There are many very interesting experiments in connection with Acoustics, some of which we will now impart to our readers. We shall then find many ingenious inventions to examine,—the Audiphone, Telephone, Megaphone, and Phonograph, which will occupy a separate chapter. We now resume.
Amongst the experiments usually included in the course of professors and lecturers who have a complete apparatus at their command, and which at first appear very complicated and difficult, there are some which can be performed with every-day articles at hand. There is no experiment in acoustics more interesting than that of M. Lissajons, which consists, as is well known to our scientists, of projecting upon a table or other surface, with the aid of oxy-hydrogen light, the vibratory curves traced by one of the prongs of a tuning-fork. We can perform without difficulty a very similar experiment with the humble assistance of the common knitting-needle.
Fix the flexible steel needle firmly in a cork, which will give it sufficient support; fasten then at the upper extremity a small ball of sealing wax, or a piece of paper about the size of a large pea. If the cork in which the needle is fixed be held firmly in one hand, and you cause the needle to vibrate by striking it, and then letting it sway of itself, or with a pretty strong blow with a piece of wood, you will perceive the little pellet of wax or paper describe an ellipse more or less elongated, or even a circle will be described if the vibrations be frequent. The effect is much enhanced if the experiment be performed beneath a lamp, so that plenty of light may fall upon the vibrating needle. In this case, the persistence of impressions upon the retina admits of one seeing the vibrating circle in successive positions, and we may almost fancy when the needle is struck with sufficient force, that an elongated conical glass, like the old form of champagne glass, is rising from the cork, as shown in the illustration annexed (fig. 173).
Fig. 173.—Experiment showing vibration of sound waves.

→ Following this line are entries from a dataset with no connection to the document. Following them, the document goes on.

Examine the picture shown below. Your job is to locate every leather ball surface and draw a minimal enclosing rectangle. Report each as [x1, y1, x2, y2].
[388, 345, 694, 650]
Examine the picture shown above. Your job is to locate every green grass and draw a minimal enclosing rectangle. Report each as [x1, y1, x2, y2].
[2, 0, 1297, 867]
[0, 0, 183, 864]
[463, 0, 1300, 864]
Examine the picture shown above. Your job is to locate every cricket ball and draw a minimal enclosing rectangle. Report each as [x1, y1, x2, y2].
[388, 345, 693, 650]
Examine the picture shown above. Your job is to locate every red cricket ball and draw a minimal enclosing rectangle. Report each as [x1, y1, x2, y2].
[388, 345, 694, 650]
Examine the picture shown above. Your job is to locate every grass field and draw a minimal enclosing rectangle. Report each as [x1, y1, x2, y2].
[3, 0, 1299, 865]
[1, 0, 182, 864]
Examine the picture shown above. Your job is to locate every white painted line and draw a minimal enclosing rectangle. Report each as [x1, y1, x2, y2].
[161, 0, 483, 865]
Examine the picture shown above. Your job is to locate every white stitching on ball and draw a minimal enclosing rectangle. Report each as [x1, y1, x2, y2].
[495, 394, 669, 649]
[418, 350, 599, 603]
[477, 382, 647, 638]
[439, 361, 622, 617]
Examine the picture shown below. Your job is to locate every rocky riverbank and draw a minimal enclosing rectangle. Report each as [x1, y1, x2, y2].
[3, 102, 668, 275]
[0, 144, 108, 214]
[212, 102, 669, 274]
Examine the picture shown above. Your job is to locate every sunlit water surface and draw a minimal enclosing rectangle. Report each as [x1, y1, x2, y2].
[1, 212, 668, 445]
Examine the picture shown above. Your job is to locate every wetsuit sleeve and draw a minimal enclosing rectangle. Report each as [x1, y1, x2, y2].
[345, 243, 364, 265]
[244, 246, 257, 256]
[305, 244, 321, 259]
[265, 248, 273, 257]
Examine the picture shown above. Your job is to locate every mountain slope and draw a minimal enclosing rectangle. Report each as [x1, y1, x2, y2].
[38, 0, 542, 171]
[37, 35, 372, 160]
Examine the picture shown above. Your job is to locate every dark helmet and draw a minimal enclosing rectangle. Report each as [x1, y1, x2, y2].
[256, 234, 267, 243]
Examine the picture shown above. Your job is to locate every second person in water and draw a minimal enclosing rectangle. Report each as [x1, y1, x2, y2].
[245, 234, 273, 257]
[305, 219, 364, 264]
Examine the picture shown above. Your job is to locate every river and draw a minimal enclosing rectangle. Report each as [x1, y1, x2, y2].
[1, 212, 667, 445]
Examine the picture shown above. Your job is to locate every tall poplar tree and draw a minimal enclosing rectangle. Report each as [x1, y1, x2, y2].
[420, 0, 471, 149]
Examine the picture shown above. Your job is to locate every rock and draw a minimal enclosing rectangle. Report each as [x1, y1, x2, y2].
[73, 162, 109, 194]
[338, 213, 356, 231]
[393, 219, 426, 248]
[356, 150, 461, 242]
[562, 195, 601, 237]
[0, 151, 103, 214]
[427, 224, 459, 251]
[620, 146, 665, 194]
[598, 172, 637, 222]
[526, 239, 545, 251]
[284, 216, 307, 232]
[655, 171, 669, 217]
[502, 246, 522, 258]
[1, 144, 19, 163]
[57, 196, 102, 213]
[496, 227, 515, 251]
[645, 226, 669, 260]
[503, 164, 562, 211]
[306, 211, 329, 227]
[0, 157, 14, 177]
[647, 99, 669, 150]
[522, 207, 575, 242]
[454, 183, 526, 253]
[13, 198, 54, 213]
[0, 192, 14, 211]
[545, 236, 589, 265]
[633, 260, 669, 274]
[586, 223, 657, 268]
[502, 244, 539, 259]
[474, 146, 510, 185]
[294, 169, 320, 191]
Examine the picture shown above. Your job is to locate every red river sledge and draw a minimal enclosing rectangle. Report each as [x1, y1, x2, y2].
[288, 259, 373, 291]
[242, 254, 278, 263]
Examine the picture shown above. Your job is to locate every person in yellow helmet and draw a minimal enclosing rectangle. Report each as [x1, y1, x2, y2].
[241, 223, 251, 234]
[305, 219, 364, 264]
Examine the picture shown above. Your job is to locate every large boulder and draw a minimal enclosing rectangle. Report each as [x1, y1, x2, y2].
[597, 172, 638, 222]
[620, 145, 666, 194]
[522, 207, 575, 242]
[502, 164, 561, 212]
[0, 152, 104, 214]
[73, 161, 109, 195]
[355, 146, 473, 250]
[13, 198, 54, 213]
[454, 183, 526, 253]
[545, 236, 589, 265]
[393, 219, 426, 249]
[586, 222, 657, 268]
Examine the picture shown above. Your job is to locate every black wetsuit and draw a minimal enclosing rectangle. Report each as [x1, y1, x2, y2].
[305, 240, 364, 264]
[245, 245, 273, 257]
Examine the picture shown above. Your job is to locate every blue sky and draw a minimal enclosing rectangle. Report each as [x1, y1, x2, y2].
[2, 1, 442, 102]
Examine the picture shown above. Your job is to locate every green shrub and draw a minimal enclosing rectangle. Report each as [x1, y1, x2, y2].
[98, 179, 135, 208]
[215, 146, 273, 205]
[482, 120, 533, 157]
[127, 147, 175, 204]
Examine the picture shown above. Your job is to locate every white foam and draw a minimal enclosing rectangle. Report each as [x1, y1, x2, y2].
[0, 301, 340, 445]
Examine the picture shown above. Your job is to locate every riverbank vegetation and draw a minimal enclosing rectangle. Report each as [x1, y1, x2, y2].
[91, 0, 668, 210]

Acoustics may be studied in the same way as other branches of physical science. We will describe an interesting experiment, which gives a very good idea of the transmission of sounds through solid bodies. A silver spoon is fastened to a thread, the ends of which are thrust into both ears, as shown in fig. 174; we then slightly swing the spoon until we make it touch the edge of the table; the transmission of sound is in consequence so intense that we are ready to believe we are listening to the double diapason of an organ. This experiment explains perfectly the transmission of spoken words by means of the string of a telephone, another contrivance which any one may make for himself without any trouble whatever. Two round pieces of cardboard are fitted to two cylinders of tin-plate, as large round as a lamp-glass, and four-and-a-half inches in length. If the two rounds of cardboard are connected by a long string of sixteen to eighteen yards, we can transmit sounds from one end to the other of this long cord; the speaker pronouncing the words into the first cylinder, and the listener placing his ear against the other. It is easy to demonstrate that sound takes a certain time to pass from one point to another. When one sees in the distance a carpenter driving in a stake, we find that the sound produced by the blow of the hammer against the wood only reaches the ear a few seconds after the contact of the two objects. We see the flash at the firing of a gun, before hearing the sound of the report—of course on the condition that we are at a fairly considerable distance, as already remarked upon.
Fig. 174.—Conductibility of sound by solid bodies.